Reputation: 9
I have a EBCDIC file from which i extracted images. However, there is some data on the images which is key source in identifying my transactions. Assume that i have an image as "stackoverflow logo" stored under name "img1.jpg" on my desktop and when i read it using the following code, it works
String inputImage = "C:\\Desktop\\img1.jpg";
File imageFile = new File(inputImage);
BufferedImage image1 = ImageIO.read(imageFile);
System.out.println(image1);
However, when i attempt the same with an image decoded from EBCDIC conversion, it returns null.
The difference i observed is that there is no color associated in the decoded image. Is there any way to read these images and retrieve the text on the image. Following is not the exact image which i am working on, but just to give an idea i am sharing a sample from internet.

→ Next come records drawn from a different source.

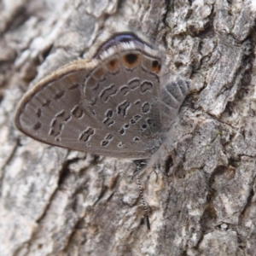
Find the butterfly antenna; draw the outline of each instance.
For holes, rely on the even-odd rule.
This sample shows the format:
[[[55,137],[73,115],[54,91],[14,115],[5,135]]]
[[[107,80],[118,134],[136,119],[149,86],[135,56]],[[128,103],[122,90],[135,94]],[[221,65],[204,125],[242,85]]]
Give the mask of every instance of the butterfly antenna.
[[[146,218],[147,228],[148,228],[148,230],[150,230],[150,223],[149,223],[149,218],[148,218],[148,207],[147,207],[146,203],[145,203],[143,192],[143,187],[142,187],[142,182],[141,182],[141,178],[140,178],[140,170],[142,169],[142,165],[147,165],[147,162],[145,162],[145,161],[139,161],[139,162],[134,161],[134,162],[137,165],[136,173],[137,173],[137,183],[138,183],[138,187],[139,187],[139,190],[140,190],[140,195],[141,195],[141,199],[142,199],[144,212],[145,212],[145,218]]]

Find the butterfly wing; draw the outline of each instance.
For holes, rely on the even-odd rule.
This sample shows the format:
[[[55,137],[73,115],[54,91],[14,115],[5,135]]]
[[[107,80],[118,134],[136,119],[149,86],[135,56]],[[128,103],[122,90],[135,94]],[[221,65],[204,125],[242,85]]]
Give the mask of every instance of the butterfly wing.
[[[133,63],[127,57],[134,55]],[[15,125],[51,145],[120,158],[149,157],[161,134],[154,61],[140,51],[124,49],[104,61],[65,66],[24,96]]]

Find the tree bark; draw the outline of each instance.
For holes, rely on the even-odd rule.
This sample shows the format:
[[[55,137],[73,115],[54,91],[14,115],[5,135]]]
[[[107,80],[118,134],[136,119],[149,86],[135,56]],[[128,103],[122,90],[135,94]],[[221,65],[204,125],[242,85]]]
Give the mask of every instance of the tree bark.
[[[0,256],[255,255],[255,17],[253,0],[0,2]],[[130,160],[12,120],[28,88],[124,22],[192,80],[160,172],[142,174],[150,232]]]

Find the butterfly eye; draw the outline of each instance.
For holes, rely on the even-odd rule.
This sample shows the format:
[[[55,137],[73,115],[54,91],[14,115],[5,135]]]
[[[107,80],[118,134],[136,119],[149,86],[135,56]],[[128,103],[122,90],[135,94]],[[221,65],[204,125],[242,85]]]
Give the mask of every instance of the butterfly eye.
[[[107,67],[110,73],[115,73],[119,68],[119,61],[116,59],[109,61],[107,63]]]
[[[156,61],[156,60],[155,60],[155,61],[152,61],[151,70],[152,70],[154,73],[160,73],[160,69],[161,69],[161,65],[160,65],[160,63],[159,62],[159,61]]]
[[[138,65],[140,55],[138,54],[130,53],[124,55],[123,61],[126,67],[133,68]]]

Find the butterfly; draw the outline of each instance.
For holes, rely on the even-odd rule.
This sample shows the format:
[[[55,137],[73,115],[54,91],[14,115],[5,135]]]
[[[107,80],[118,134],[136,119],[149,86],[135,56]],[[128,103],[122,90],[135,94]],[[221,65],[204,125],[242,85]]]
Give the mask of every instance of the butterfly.
[[[163,84],[165,53],[131,32],[61,67],[19,102],[16,127],[42,143],[94,154],[148,159],[161,145],[189,87]],[[167,125],[165,125],[167,120]]]
[[[15,124],[47,144],[149,159],[189,90],[188,80],[169,79],[165,57],[162,48],[134,32],[113,33],[90,59],[60,67],[29,90],[16,108]],[[137,174],[143,165],[138,162]],[[141,186],[140,193],[150,230]]]

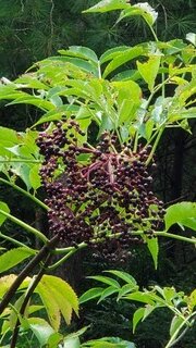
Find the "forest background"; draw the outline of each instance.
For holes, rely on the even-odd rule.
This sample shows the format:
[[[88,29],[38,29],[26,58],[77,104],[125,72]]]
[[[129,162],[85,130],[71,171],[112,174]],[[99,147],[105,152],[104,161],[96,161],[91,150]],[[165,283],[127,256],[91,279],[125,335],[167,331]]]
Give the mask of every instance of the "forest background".
[[[13,79],[36,61],[56,54],[59,49],[72,45],[89,47],[100,55],[109,48],[121,45],[134,46],[151,38],[150,32],[138,16],[113,26],[115,13],[82,14],[83,10],[94,3],[97,3],[97,1],[1,0],[0,76]],[[132,1],[133,3],[137,3],[137,1]],[[156,32],[160,40],[173,38],[184,40],[187,33],[196,32],[196,4],[194,0],[155,0],[149,1],[149,4],[159,13]],[[1,102],[0,126],[24,130],[38,117],[30,107],[22,105],[19,108],[19,105],[12,105],[8,109],[3,107],[4,102]],[[179,128],[171,132],[168,129],[159,144],[156,156],[158,167],[154,186],[166,207],[171,202],[182,200],[195,201],[195,139],[196,124],[194,121],[192,122],[192,134]],[[36,215],[36,224],[40,226],[42,216],[39,216],[39,212],[35,212],[33,207],[26,204],[24,198],[22,208],[19,209],[17,194],[12,191],[10,196],[10,191],[9,188],[1,187],[1,199],[3,200],[3,197],[7,197],[9,206],[15,211],[16,216],[26,216],[26,222],[29,224],[34,224]],[[5,228],[12,231],[12,223],[7,222]],[[15,233],[19,233],[19,231],[15,231]],[[29,244],[29,240],[23,241]],[[154,283],[159,283],[162,286],[174,284],[176,288],[183,288],[188,293],[195,285],[196,276],[196,257],[189,252],[189,248],[188,245],[179,244],[174,240],[162,241],[157,271],[155,271],[150,256],[145,249],[136,250],[130,263],[120,264],[119,268],[133,274],[142,286]],[[81,256],[77,258],[81,258]],[[64,273],[64,270],[60,271],[61,276],[68,278],[78,294],[87,288],[84,275],[97,274],[106,269],[106,264],[95,262],[93,258],[85,253],[82,259],[83,270],[78,270],[78,260],[76,259],[71,262],[66,273]],[[93,322],[91,332],[94,334],[101,332],[103,336],[110,336],[115,325],[117,336],[119,334],[127,338],[130,331],[126,322],[126,306],[121,308],[121,313],[123,312],[121,321],[119,320],[119,308],[110,301],[105,306],[90,307],[86,311],[84,309],[79,324]],[[159,316],[159,321],[161,325],[156,325],[157,316],[155,315],[148,322],[143,323],[137,336],[139,347],[148,347],[148,343],[150,343],[149,347],[151,348],[158,347],[162,335],[164,335],[162,325],[167,327],[169,322],[166,319],[164,311],[162,311],[162,316]],[[162,321],[164,324],[162,324]],[[151,326],[155,327],[155,331],[149,328]],[[193,348],[193,337],[194,333],[189,335],[189,338],[186,337],[184,343],[186,346],[182,347]]]

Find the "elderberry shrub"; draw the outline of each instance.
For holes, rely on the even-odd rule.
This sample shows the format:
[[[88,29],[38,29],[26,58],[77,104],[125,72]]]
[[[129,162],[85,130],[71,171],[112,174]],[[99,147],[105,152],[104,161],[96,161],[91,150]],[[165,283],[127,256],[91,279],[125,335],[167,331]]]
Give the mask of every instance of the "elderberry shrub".
[[[138,232],[154,237],[164,213],[145,164],[149,147],[133,152],[105,132],[94,148],[79,144],[84,135],[77,122],[68,120],[37,139],[45,158],[40,175],[49,231],[64,246],[84,241],[95,257],[124,261],[131,246],[144,241]]]

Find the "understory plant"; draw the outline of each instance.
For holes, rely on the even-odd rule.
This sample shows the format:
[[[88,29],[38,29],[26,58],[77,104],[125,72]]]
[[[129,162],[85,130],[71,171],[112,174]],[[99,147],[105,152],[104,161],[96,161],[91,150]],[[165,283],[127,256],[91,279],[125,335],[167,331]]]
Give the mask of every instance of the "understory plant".
[[[196,229],[196,204],[184,201],[164,209],[152,185],[154,156],[163,132],[191,132],[188,120],[195,116],[195,35],[189,33],[187,42],[159,41],[157,13],[147,3],[101,1],[86,12],[113,10],[121,10],[117,24],[142,16],[154,40],[117,47],[100,58],[73,46],[35,63],[14,82],[1,79],[0,98],[11,100],[8,105],[34,105],[39,116],[25,132],[0,127],[0,183],[48,219],[44,233],[0,203],[0,237],[12,245],[9,250],[2,247],[0,256],[1,346],[16,347],[19,337],[32,331],[40,347],[134,348],[114,337],[81,344],[85,328],[64,337],[61,318],[69,325],[72,312],[78,315],[78,298],[51,272],[84,248],[114,264],[126,262],[135,245],[145,244],[157,268],[159,238],[186,241],[193,249],[196,244],[185,229]],[[8,220],[37,243],[26,246],[20,236],[8,235]],[[184,233],[171,233],[174,224]],[[11,274],[20,264],[22,271]],[[193,326],[195,290],[187,296],[157,285],[139,290],[131,275],[112,272],[125,284],[96,277],[109,288],[93,288],[81,302],[118,294],[118,300],[145,303],[134,314],[134,330],[152,310],[169,308],[174,316],[166,348]]]

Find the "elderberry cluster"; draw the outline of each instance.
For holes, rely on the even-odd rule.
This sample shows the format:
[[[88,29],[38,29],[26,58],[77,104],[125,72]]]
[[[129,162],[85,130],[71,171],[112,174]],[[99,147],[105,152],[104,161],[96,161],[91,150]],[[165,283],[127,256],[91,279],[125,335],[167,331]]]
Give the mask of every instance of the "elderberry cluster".
[[[145,164],[149,148],[133,152],[107,132],[93,148],[78,141],[83,136],[70,120],[38,137],[50,234],[65,246],[85,241],[95,256],[123,261],[133,243],[143,243],[138,232],[154,236],[163,216]]]

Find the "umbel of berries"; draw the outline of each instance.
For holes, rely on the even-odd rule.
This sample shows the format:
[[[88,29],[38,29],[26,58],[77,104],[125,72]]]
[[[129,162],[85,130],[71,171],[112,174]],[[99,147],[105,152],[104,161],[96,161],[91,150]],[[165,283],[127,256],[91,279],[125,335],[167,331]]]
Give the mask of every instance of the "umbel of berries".
[[[96,147],[83,136],[70,120],[38,137],[50,234],[59,234],[64,246],[84,241],[95,256],[123,260],[143,241],[138,233],[152,236],[162,220],[145,164],[149,149],[133,152],[108,132]]]

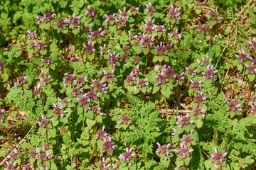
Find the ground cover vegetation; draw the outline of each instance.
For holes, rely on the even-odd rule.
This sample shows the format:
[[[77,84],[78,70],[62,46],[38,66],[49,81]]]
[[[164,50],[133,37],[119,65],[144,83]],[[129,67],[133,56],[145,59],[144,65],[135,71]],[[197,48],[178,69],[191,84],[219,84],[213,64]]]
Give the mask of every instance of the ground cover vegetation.
[[[254,169],[256,2],[0,2],[0,169]]]

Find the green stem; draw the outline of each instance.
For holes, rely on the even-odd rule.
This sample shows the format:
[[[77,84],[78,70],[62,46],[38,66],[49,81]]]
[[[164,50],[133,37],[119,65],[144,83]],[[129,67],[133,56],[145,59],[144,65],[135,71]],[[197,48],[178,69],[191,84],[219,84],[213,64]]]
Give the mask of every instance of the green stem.
[[[171,162],[171,166],[173,167],[173,169],[174,170],[175,168],[174,168],[174,164],[172,163],[172,160],[171,160],[170,162]]]
[[[164,97],[164,102],[166,104],[166,120],[168,120],[168,108],[167,108],[167,101],[166,101],[166,98]]]
[[[59,44],[58,44],[58,51],[60,51],[60,40],[61,40],[61,31],[60,32],[60,38],[59,38]]]
[[[49,143],[48,142],[48,130],[46,130],[46,143]]]
[[[147,60],[148,60],[148,57],[147,57],[147,56],[146,56],[146,64],[145,64],[145,69],[144,69],[144,74],[146,74],[146,72]]]
[[[13,106],[14,106],[14,103],[11,103],[11,105],[10,109],[9,109],[9,110],[8,113],[7,113],[7,115],[6,116],[6,118],[8,118],[8,116],[10,115],[11,111],[11,108],[12,108],[12,107],[13,107]]]
[[[75,138],[74,138],[74,135],[73,135],[73,130],[72,130],[72,128],[71,128],[70,120],[68,120],[68,128],[69,128],[69,130],[70,130],[72,140],[73,140],[73,141],[75,141]]]
[[[145,165],[146,165],[146,152],[144,149],[142,149],[142,155],[143,155],[143,159],[144,159]]]
[[[214,132],[214,145],[217,146],[217,132],[216,132],[215,125],[213,126],[213,132]]]
[[[228,147],[227,152],[228,152],[229,149],[230,148],[231,144],[232,144],[232,142],[233,142],[233,141],[234,141],[234,138],[232,138],[232,140],[231,140],[230,144],[228,144]]]
[[[51,27],[51,26],[50,26]],[[54,40],[54,42],[55,42],[55,44],[57,45],[57,42],[56,42],[56,40],[55,38],[55,35],[54,35],[54,33],[53,33],[53,28],[51,28],[51,30],[52,30],[52,33],[53,33],[53,40]]]
[[[4,126],[4,128],[5,131],[6,131],[6,133],[7,133],[7,137],[8,137],[8,138],[9,138],[9,140],[10,140],[11,145],[11,148],[13,149],[13,150],[14,150],[14,144],[12,144],[12,140],[11,140],[11,135],[10,135],[10,134],[8,132],[6,128]]]
[[[85,129],[85,113],[82,112],[82,133],[83,133]]]

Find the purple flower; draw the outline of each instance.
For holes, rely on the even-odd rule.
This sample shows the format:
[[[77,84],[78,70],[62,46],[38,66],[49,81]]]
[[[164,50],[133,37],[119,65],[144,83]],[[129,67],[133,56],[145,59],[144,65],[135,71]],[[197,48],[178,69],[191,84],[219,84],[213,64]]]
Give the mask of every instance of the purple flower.
[[[127,14],[130,12],[130,11],[129,10],[127,12],[126,11],[126,7],[124,6],[124,10],[122,11],[120,9],[118,10],[117,13],[117,16],[119,18],[122,18],[122,17],[125,17],[127,20],[129,18],[129,16],[127,16]]]
[[[129,118],[128,115],[124,115],[121,118],[121,121],[120,122],[117,122],[117,123],[118,125],[121,125],[121,124],[123,124],[123,125],[129,125],[130,124],[130,122],[129,122],[129,120],[130,118]]]
[[[130,11],[133,15],[135,15],[137,11],[139,11],[139,7],[132,6],[128,11]]]
[[[115,21],[117,23],[117,29],[126,26],[127,19],[124,16],[122,16],[119,19],[115,19]]]
[[[103,54],[107,54],[107,52],[110,52],[109,50],[107,50],[107,48],[106,47],[106,44],[104,44],[103,47],[100,46],[100,48],[101,50],[100,55],[102,55]]]
[[[149,36],[146,36],[145,34],[142,35],[142,38],[140,40],[142,43],[142,47],[144,49],[146,47],[147,50],[149,50],[149,47],[153,45],[153,42],[155,40],[154,37],[149,38]]]
[[[210,157],[213,159],[214,164],[221,164],[224,160],[224,157],[227,156],[228,152],[222,154],[220,152],[218,152],[217,149],[214,148],[215,153],[210,154]]]
[[[82,62],[82,59],[78,59],[78,54],[75,54],[75,58],[71,58],[71,62]]]
[[[103,35],[104,32],[102,31],[102,28],[100,28],[97,30],[90,31],[90,35],[88,35],[89,40],[97,40],[97,38],[101,38]]]
[[[132,149],[130,148],[129,149],[128,147],[126,149],[127,152],[125,152],[123,154],[119,154],[119,157],[118,157],[121,160],[126,161],[129,166],[132,166],[132,164],[130,163],[130,160],[132,159],[132,157],[134,157],[136,154],[133,153],[132,154]]]
[[[252,60],[252,57],[245,53],[245,50],[242,50],[242,51],[239,50],[238,52],[239,52],[239,55],[235,55],[235,57],[237,57],[239,59],[240,62],[246,62],[247,59],[250,59]]]
[[[163,42],[160,42],[160,46],[157,45],[156,47],[156,54],[159,56],[165,55],[166,54],[165,51],[166,47],[163,45]]]
[[[177,154],[178,159],[180,160],[183,159],[184,158],[189,157],[189,154],[193,151],[193,149],[188,149],[187,146],[183,144],[183,142],[181,143],[181,148],[178,149],[174,149],[175,153]]]
[[[198,108],[194,108],[192,114],[193,115],[196,115],[196,118],[198,119],[204,119],[204,117],[206,116],[203,113],[205,111],[204,109],[200,109]]]
[[[154,76],[159,84],[164,84],[166,83],[165,78],[163,75]]]
[[[151,4],[149,2],[149,4],[146,4],[146,9],[147,13],[152,13],[153,12],[156,11],[155,8],[152,6]]]
[[[6,161],[6,168],[4,169],[4,170],[14,170],[14,166],[16,166],[17,164],[16,162],[13,162],[11,161]]]
[[[40,84],[39,86],[34,86],[33,94],[35,96],[35,97],[40,98]]]
[[[127,79],[125,79],[126,82],[128,84],[129,86],[132,86],[135,81],[135,77],[132,76],[127,76]]]
[[[203,101],[206,100],[206,97],[203,96],[203,92],[198,91],[198,95],[195,97],[193,102],[196,102],[197,104],[201,107],[203,105]]]
[[[254,62],[252,62],[252,64],[248,66],[247,64],[245,64],[245,66],[247,68],[247,71],[248,72],[249,74],[253,74],[256,72],[256,69],[255,69],[255,66],[254,66]]]
[[[65,82],[64,86],[66,86],[68,85],[71,87],[72,82],[75,78],[75,74],[68,74],[65,78],[63,79],[63,81]]]
[[[247,41],[248,44],[250,45],[250,48],[252,50],[253,47],[256,47],[256,38],[254,37],[252,38],[252,42]]]
[[[167,33],[167,35],[174,38],[178,38],[178,39],[181,38],[181,35],[178,33],[178,29],[174,30],[172,33]]]
[[[94,48],[95,42],[93,42],[92,45],[90,45],[90,40],[88,40],[88,45],[86,46],[85,45],[82,45],[85,47],[85,53],[88,55],[92,54],[92,52],[95,52],[95,49]]]
[[[33,32],[28,30],[28,39],[37,38],[36,30],[35,30]]]
[[[206,58],[205,59],[203,57],[203,61],[201,62],[198,59],[197,60],[198,62],[199,63],[199,65],[203,62],[203,65],[208,65],[209,62],[212,61],[212,59],[208,59],[208,56],[206,55]]]
[[[153,28],[156,30],[156,33],[165,33],[165,25],[154,25]]]
[[[102,152],[107,152],[110,155],[112,155],[114,150],[115,149],[114,142],[111,141],[111,137],[108,137],[105,140],[105,142],[102,146]]]
[[[87,103],[90,103],[91,100],[87,97],[87,94],[82,95],[80,98],[76,98],[76,99],[78,102],[79,106],[82,106],[83,108],[86,108],[89,105]]]
[[[198,82],[197,81],[193,81],[192,79],[190,79],[190,81],[192,83],[191,88],[193,89],[193,91],[195,93],[198,93],[198,91],[202,88],[202,85],[201,84],[202,81]]]
[[[78,86],[80,87],[82,86],[82,84],[85,84],[85,80],[87,79],[87,76],[85,76],[85,78],[81,76],[79,78],[77,78],[75,80],[74,80],[75,84]]]
[[[88,5],[88,9],[86,10],[85,13],[88,17],[94,16],[95,15],[95,10],[91,8],[90,5]]]
[[[4,72],[4,69],[6,67],[6,64],[4,62],[0,62],[0,71]]]
[[[36,40],[34,40],[32,42],[33,47],[36,47],[38,50],[43,50],[45,48],[45,45],[43,44],[43,42],[36,42]]]
[[[171,5],[171,8],[169,11],[169,13],[167,14],[166,16],[170,18],[170,19],[176,19],[178,21],[179,21],[181,19],[181,18],[179,17],[179,15],[181,14],[180,12],[178,12],[178,11],[181,9],[181,8],[174,8],[173,5]]]
[[[177,116],[178,121],[176,122],[176,124],[177,124],[178,127],[181,129],[183,126],[188,126],[190,123],[192,125],[193,121],[193,120],[189,120],[188,118],[188,113],[186,114],[186,115],[183,118],[181,116]]]
[[[107,64],[110,64],[113,67],[113,68],[114,68],[116,65],[120,66],[120,63],[118,62],[118,56],[119,54],[117,53],[116,55],[116,52],[114,51],[113,54],[110,52],[110,57],[109,58],[109,61],[107,62]]]
[[[227,111],[234,112],[237,110],[238,112],[242,111],[242,108],[240,108],[241,104],[238,104],[235,101],[229,101],[228,99],[226,100],[228,104]]]
[[[156,153],[157,154],[161,154],[164,156],[164,159],[167,160],[167,156],[169,154],[169,150],[168,149],[168,148],[171,146],[171,144],[161,146],[161,144],[159,142],[156,142],[156,144],[157,146],[159,146],[159,148],[157,148]]]
[[[53,109],[53,115],[55,115],[57,118],[61,116],[63,118],[64,115],[67,113],[67,111],[63,110],[63,108],[61,106],[61,103],[59,103],[59,106],[57,106],[55,103],[53,103],[54,108]]]
[[[105,161],[105,157],[103,157],[102,162],[100,162],[100,164],[99,165],[100,169],[105,169],[110,168],[110,164],[107,165],[107,163],[106,163]]]
[[[97,134],[95,135],[97,140],[107,140],[107,133],[106,133],[106,132],[104,131],[105,128],[105,127],[103,126],[102,130],[100,130],[99,131],[97,132]]]
[[[145,86],[149,86],[149,83],[146,82],[146,80],[147,78],[145,78],[144,79],[139,79],[137,81],[137,85],[139,86],[139,89],[142,89],[142,87]]]
[[[214,74],[218,72],[218,70],[213,70],[213,65],[207,65],[207,71],[206,72],[202,72],[203,74],[203,79],[213,79],[213,76],[214,76]]]
[[[42,127],[43,128],[48,128],[50,121],[51,121],[52,120],[46,119],[46,117],[44,117],[43,115],[42,115],[41,117],[42,120],[38,123],[39,126]]]
[[[26,81],[28,79],[28,76],[20,76],[17,78],[17,81],[14,83],[14,86],[17,88],[17,86],[22,86],[26,83]]]
[[[70,24],[72,24],[71,26],[71,28],[72,29],[74,29],[75,28],[78,28],[78,29],[80,28],[79,24],[80,23],[80,18],[81,16],[79,16],[78,18],[75,18],[75,14],[74,14],[73,16],[73,17],[71,17],[69,20],[67,20],[67,21],[66,21],[67,23],[70,23]]]
[[[104,14],[104,15],[106,17],[105,22],[106,23],[108,23],[114,21],[114,16],[116,13],[114,13],[113,15],[110,15],[110,16],[107,16],[107,14]]]
[[[100,79],[98,80],[93,80],[92,79],[92,81],[94,83],[94,84],[91,84],[91,87],[96,87],[97,91],[99,92],[103,91],[103,93],[107,94],[107,90],[109,89],[107,86],[107,84],[104,84],[104,80],[101,81]]]
[[[196,73],[196,70],[194,69],[193,68],[188,69],[188,67],[186,67],[186,69],[188,71],[188,74],[191,74],[192,76],[192,77],[193,77],[194,74]]]
[[[107,72],[105,69],[103,69],[104,75],[103,78],[105,81],[107,81],[108,83],[112,84],[114,81],[114,69],[112,69],[111,72]]]

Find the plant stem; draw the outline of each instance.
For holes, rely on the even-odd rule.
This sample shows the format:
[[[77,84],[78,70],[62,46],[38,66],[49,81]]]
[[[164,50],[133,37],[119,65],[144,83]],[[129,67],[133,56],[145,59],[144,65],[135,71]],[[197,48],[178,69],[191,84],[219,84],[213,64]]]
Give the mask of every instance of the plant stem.
[[[164,97],[164,102],[166,104],[166,120],[168,120],[168,108],[167,108],[167,101],[166,101],[166,98]]]
[[[85,113],[82,112],[82,133],[83,133],[85,129]]]
[[[146,165],[146,152],[144,149],[142,149],[142,155],[143,155],[143,159],[144,159],[145,165]]]
[[[173,167],[173,169],[174,170],[175,168],[174,168],[174,164],[172,163],[172,160],[171,160],[170,162],[171,162],[171,166]]]
[[[60,51],[60,40],[61,40],[61,31],[60,32],[60,38],[59,38],[59,44],[58,44],[58,51]]]
[[[50,27],[51,27],[51,25],[50,25]],[[51,28],[53,28],[51,27]],[[51,30],[52,30],[52,33],[53,33],[53,40],[54,40],[54,42],[55,42],[55,44],[57,45],[56,40],[55,40],[55,35],[54,35],[54,33],[53,33],[53,29],[51,29]]]
[[[148,60],[148,57],[146,55],[146,64],[145,64],[145,69],[144,69],[144,74],[146,74],[146,72],[147,60]]]
[[[216,130],[215,130],[215,125],[213,126],[213,132],[214,132],[214,145],[217,146],[217,137],[216,137]]]
[[[11,105],[10,109],[9,109],[9,110],[8,113],[7,113],[7,115],[6,116],[6,118],[8,118],[8,116],[10,115],[11,111],[11,108],[12,108],[12,107],[13,107],[13,106],[14,106],[14,103],[11,103]]]
[[[12,140],[11,140],[11,135],[10,135],[10,134],[8,132],[6,128],[4,126],[4,128],[5,131],[6,131],[6,133],[7,133],[7,137],[8,137],[8,138],[9,138],[9,140],[10,140],[11,145],[11,148],[13,149],[13,150],[14,150],[14,144],[12,144]]]
[[[68,128],[69,128],[69,130],[70,130],[72,140],[73,140],[73,141],[75,141],[74,135],[73,135],[73,130],[72,130],[72,128],[71,128],[70,120],[68,120]]]
[[[46,130],[46,143],[49,143],[48,142],[48,130]]]

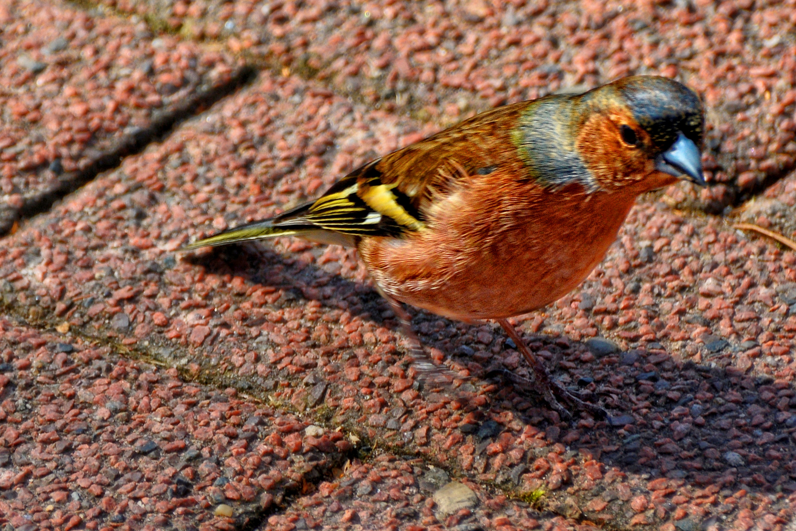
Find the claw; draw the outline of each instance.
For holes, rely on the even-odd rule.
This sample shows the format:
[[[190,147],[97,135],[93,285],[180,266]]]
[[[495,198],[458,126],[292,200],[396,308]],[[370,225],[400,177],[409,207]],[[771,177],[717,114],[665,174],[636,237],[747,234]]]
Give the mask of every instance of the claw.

Note: The image am working on looks like a Scanned image (Grayscale)
Example:
Also, I observed that if i open the decode file and do a screen capture via snipping tool and store it as jpg file (which already is jpg) and read it, system is reading that file. not sure where is the issue, is it compression or color coding or format.
Upvotes: 0
Views: 189
Reputation: 9
Thank you everyone. I used Tess4j to decode the TIFF image. Unfortunately the information i was looking for isn't available in the decoded text. But, done with the POC. used the following library and added eng.traineddata in the folder where images exist
import net.sourceforge.tess4j.*;
String inputImage = "C:\\Desktop\\img1.tiff";
File imageFile = new File(inputImage);
ITesseract imageRead = new Tesseract();
imageRead.setDataPath("C:\\Desktop\\");
imageRead.setLanguage("eng");
String imageText = imageRead.doOCR(imageFile);
System.out.println(imageText);
Upvotes: 0